Just 12 months ago, Hanley Ramirez and Jose Reyes were the toast of South Beach, ready to run and rock Miami's new baseball stadium. Okay, that plan didn't exactly come together. Ramirez received his Miami reprieve in the second half of the year, while Reyes was part of the post-season garage sale the Marlins shamelessly held.
Let's look forward with optimism, not back in anger. Which big-name infielder makes the most sense for your fake team in 2013? Dalton Del Don and Scott Pianowski have a difference of opinion. Time to play the feud.
D3, reporting from Hanleywood: After ranking 32nd, 3rd, 8th, 5th and 23rd among all fantasy players over his first five years in the league, Hanley Ramirez has come in at No. 300 and No. 67 over the past two seasons, respectively. The low ranking in 2011 can be blamed on him playing in just 92 games, but he didn't exactly return to star status last season, as his K rate (19.8) was the highest of his career, while his walk rate (8.1) was his lowest since 2007.
[Baseball 2013 from Yahoo! Fantasy Sports: Join a league today!]
The most curious aspect of Ramirez is him transforming into such an extreme groundball hitter. In fact, over the past three seasons, his 1.48 GB/FB rate is the 25th highest in all of baseball. While that's obviously not what you want to see from a young and previously powerful shortstop, what's even weirder is that his BABIP over that span is .301. That seems normal enough on the surface, until you realize it was .351 from 2006-2009 – tied for the fifth highest in MLB. Put differently, Ramirez has suffered a drop in homers thanks to hitting more groundballs, yet his hit rate has also declined precipitously at the same time, as we'd normally expect the opposite to occur (groundballs typically go for hits far more than fly balls). So based on this batted ball data, it's safe to expect either his batting average or his home runs to rise moving forward.
It's also pretty easy to build a case against Jose Reyes, who before appearing in 160 games last season, missed on average 63.7 games over the previous three campaigns. Moreover, Reyes managed a modest 86 runs scored, 11 homers and 57 RBI while accruing 716 plate appearances in the rare season in which he stayed healthy last year. Reyes is a better bet for BA and stolen bases at this stage of the shortstops' careers, and maybe the change in environment in Toronto leads to better counting stats, but Ramirez is actually slightly younger and has the better career line (.291/.342/.433 vs. .298/.371/.495) and will be hitting in what looks like a loaded Dodgers lineup.
Reyes is switching leagues and is the bigger injury risk, and while Ramirez shouldn't be expected to return to his former top-five type elite status, with power down across the league, his HR advantage is key, especially coming from the shortstop position.
Pianow, reporting from the YYZ: The true Ramirez batting average is a stumper.

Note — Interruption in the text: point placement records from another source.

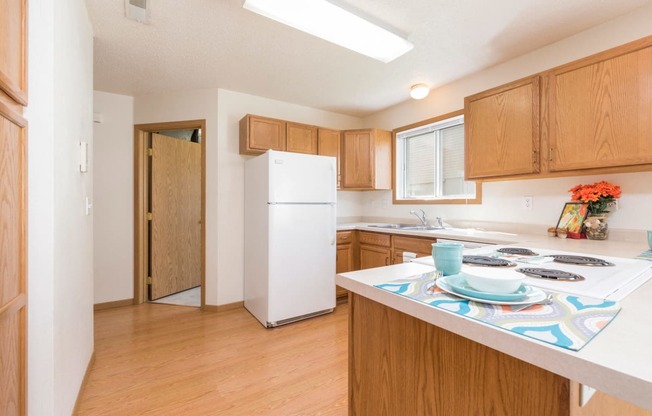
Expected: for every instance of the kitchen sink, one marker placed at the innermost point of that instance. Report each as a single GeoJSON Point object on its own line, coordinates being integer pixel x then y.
{"type": "Point", "coordinates": [408, 227]}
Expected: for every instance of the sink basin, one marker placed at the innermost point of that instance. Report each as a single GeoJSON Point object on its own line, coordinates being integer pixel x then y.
{"type": "Point", "coordinates": [408, 227]}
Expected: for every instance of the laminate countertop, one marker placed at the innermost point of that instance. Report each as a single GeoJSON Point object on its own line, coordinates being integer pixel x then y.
{"type": "Point", "coordinates": [618, 361]}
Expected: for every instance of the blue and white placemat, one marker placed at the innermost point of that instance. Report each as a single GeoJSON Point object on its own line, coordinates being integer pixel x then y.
{"type": "Point", "coordinates": [569, 322]}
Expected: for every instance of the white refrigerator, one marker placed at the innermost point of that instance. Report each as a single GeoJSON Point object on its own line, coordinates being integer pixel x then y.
{"type": "Point", "coordinates": [290, 236]}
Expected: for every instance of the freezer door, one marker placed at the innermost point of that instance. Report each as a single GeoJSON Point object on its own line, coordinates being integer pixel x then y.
{"type": "Point", "coordinates": [301, 260]}
{"type": "Point", "coordinates": [295, 177]}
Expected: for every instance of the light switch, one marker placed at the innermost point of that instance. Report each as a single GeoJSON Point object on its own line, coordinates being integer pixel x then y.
{"type": "Point", "coordinates": [88, 205]}
{"type": "Point", "coordinates": [83, 157]}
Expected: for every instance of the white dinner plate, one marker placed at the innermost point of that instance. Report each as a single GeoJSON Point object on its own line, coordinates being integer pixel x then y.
{"type": "Point", "coordinates": [534, 295]}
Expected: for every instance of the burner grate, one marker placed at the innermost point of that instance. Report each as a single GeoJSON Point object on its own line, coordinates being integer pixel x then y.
{"type": "Point", "coordinates": [487, 261]}
{"type": "Point", "coordinates": [580, 260]}
{"type": "Point", "coordinates": [550, 274]}
{"type": "Point", "coordinates": [518, 251]}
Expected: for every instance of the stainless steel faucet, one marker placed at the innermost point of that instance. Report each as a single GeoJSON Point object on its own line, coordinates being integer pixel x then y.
{"type": "Point", "coordinates": [421, 217]}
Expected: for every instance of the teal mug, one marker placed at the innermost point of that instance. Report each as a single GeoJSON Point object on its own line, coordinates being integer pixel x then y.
{"type": "Point", "coordinates": [447, 257]}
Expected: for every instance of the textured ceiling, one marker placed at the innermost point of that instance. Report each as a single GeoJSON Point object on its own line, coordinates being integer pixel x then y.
{"type": "Point", "coordinates": [194, 44]}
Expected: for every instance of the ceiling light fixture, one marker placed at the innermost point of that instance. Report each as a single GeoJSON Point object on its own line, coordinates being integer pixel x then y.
{"type": "Point", "coordinates": [334, 24]}
{"type": "Point", "coordinates": [419, 91]}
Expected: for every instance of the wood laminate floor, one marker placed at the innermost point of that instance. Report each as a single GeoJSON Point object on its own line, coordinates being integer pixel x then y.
{"type": "Point", "coordinates": [163, 359]}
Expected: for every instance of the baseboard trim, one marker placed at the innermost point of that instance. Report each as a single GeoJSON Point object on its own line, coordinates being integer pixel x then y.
{"type": "Point", "coordinates": [113, 304]}
{"type": "Point", "coordinates": [82, 387]}
{"type": "Point", "coordinates": [222, 308]}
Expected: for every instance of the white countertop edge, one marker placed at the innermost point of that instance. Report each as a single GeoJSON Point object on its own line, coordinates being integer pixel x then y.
{"type": "Point", "coordinates": [595, 365]}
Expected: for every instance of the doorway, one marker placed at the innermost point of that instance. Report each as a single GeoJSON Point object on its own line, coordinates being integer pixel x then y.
{"type": "Point", "coordinates": [169, 209]}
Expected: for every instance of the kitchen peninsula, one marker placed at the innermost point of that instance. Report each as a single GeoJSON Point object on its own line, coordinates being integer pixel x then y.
{"type": "Point", "coordinates": [407, 357]}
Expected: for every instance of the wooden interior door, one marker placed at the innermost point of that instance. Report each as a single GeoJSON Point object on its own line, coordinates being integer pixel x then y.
{"type": "Point", "coordinates": [13, 207]}
{"type": "Point", "coordinates": [175, 204]}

Razzball's expected batting average calculator says Hanley should have batted .291 last year. Baseball HQ (subscription required) slaps a .262 expected average on Ramirez (and a .255 clip for 2011). You can take either side on that or draw your own conclusion, that's your business (I respect and recommend both sites, that's why I'm dropping their names here). Either way, Ramirez has hit for a crummy average in two consecutive years, and his walk and strikeout rates both moved in the wrong direction last year. I'm having a difficult time whistling an optimistic tune.
Hanley's also running a lot less than he did in his dominant days (just 21 bags last year, a far cry from the 51 counts he posted in 2006 and 2007) and he hasn't topped 24 homers since 2008. What's the big deal with him again? And can you honestly say you're not worried about some of the peripheral stuff with Ramirez? Are we sure on his age? Can we be confident we'll see consistent effort? Does his notable dip in production make you start wondering about a certain three-letter acronym? I'm not slapping a scarlet letter on anyone, but we're foolish if we don't at least consider the possibility of a scientific boost back in the day.
Reyes has easily outearned Ramirez in each of the past two seasons, and now he's going to a loaded Toronto lineup in the hitter's league. While the Dodgers live in a pitcher's park and work without the DH, the Jays enjoy a scoring-friendly stadium and get to use an extra slugger every day. Reyes isn't going to beat Ramirez in the two power categories, but I'm expecting a major edge in stolen bases and batting average, and more runs scored as well. And don't hassle me over injury concerns: Reyes has averaged 139 games over the last three years, while Ramirez checks in at 130. That's a wash, at best, for Hanley.
If you want to go dreaming of the past with Ramirez, that's your business. The recent returns favor Reyes, and he's moving to a better environment for 2013. Do the right thing, gamers; the consensus side in this case is the winning side. Reyes is your man.